[I18n-sig] How does Python Unicode treat surrogates?

Tom Emerson tree@basistech.com
Mon, 25 Jun 2001 11:25:38 -0400


Guido van Rossum writes:
> But, just as a Python 8-bit string object containing the UTF-8 encoded
> character U+20000 contains 4 bytes, with s[0] being '\xF0' etc., a
> Python "unicode" string containing that character as a surrogate will
> have length 2, with u[0] being u'\uD840' and u[1] being u'\uDC00'.
> You can think of it as containing a single character, but the
> interface gives you the individual items of the UTF-16 encoding.

So what has been implemented is UCS-2, not UTF-16, and certainly not
Unicode. Better to document u"" string literals as UCS-2, and not
Unicode.

> It may change *eventually* -- when we switch to UCS-4 for the internal
> representation.  Until then, the API will deal in 16-bit values that
> may or may not be "characters".

You don't need to switch to UCS-4 internally to implement what I'm
suggesting.

> I'd say that ideally the choice to have a 2 or 4 byte internal
> representation (or no Unicode support at all, for some platforms like
> PalmOS!) should be a configuration choice.
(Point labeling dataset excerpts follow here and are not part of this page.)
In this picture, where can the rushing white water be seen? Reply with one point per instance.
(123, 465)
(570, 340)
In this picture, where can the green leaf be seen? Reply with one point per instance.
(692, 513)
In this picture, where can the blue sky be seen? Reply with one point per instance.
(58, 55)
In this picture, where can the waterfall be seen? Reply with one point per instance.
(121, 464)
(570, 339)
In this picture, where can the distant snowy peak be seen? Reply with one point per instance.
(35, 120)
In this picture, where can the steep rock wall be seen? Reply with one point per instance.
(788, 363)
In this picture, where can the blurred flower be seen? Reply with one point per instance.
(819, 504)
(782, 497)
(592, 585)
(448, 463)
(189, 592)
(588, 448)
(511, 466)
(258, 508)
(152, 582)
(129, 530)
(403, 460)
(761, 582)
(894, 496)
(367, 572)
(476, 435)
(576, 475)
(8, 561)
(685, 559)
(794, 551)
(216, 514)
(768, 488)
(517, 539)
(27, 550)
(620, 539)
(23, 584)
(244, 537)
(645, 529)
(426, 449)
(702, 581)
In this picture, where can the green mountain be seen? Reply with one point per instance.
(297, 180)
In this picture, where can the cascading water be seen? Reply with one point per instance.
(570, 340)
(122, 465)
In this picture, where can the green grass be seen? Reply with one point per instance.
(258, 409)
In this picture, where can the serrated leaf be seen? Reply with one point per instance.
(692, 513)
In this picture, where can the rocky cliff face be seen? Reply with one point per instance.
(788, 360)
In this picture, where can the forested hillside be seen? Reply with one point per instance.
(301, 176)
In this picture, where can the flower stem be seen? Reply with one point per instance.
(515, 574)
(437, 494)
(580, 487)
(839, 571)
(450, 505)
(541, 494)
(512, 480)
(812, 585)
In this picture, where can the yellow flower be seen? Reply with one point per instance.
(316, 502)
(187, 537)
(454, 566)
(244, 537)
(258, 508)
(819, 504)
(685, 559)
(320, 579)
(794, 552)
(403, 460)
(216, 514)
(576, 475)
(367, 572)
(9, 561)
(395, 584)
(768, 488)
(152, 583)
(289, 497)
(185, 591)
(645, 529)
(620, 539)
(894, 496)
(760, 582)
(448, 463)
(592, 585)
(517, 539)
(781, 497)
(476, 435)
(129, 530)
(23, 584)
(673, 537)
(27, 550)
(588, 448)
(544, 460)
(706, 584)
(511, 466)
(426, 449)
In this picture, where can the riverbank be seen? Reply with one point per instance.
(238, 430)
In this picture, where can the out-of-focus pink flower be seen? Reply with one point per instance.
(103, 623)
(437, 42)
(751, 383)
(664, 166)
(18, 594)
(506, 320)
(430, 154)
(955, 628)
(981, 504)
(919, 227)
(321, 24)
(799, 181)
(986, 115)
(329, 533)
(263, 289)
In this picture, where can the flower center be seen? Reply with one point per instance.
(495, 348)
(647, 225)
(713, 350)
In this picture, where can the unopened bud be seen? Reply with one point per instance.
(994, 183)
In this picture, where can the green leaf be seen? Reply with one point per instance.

I don't think it should be a configuration choice. That leads to
incompatibilities between people's scripts. It's bad enough already
with some things working with threaded versions of python and some not
(e.g., Zope requires threading, but mod_python doesn't work if its
turned on).

BTW, Palm recently joined the Unicode Consortium, and Symbian has
Unicode support.

>Right now the implementation doesn't allow that choice at all, which
>should be remedied -- maybe you can help by submitting patches?

Touch=E9.


-- =

Tom Emerson                                          Basis Technology Cor=
p.
Sr. Sinostringologist                              http://www.basistech.c=
om
  "Beware the lollipop of mediocrity: lick it once and you suck forever"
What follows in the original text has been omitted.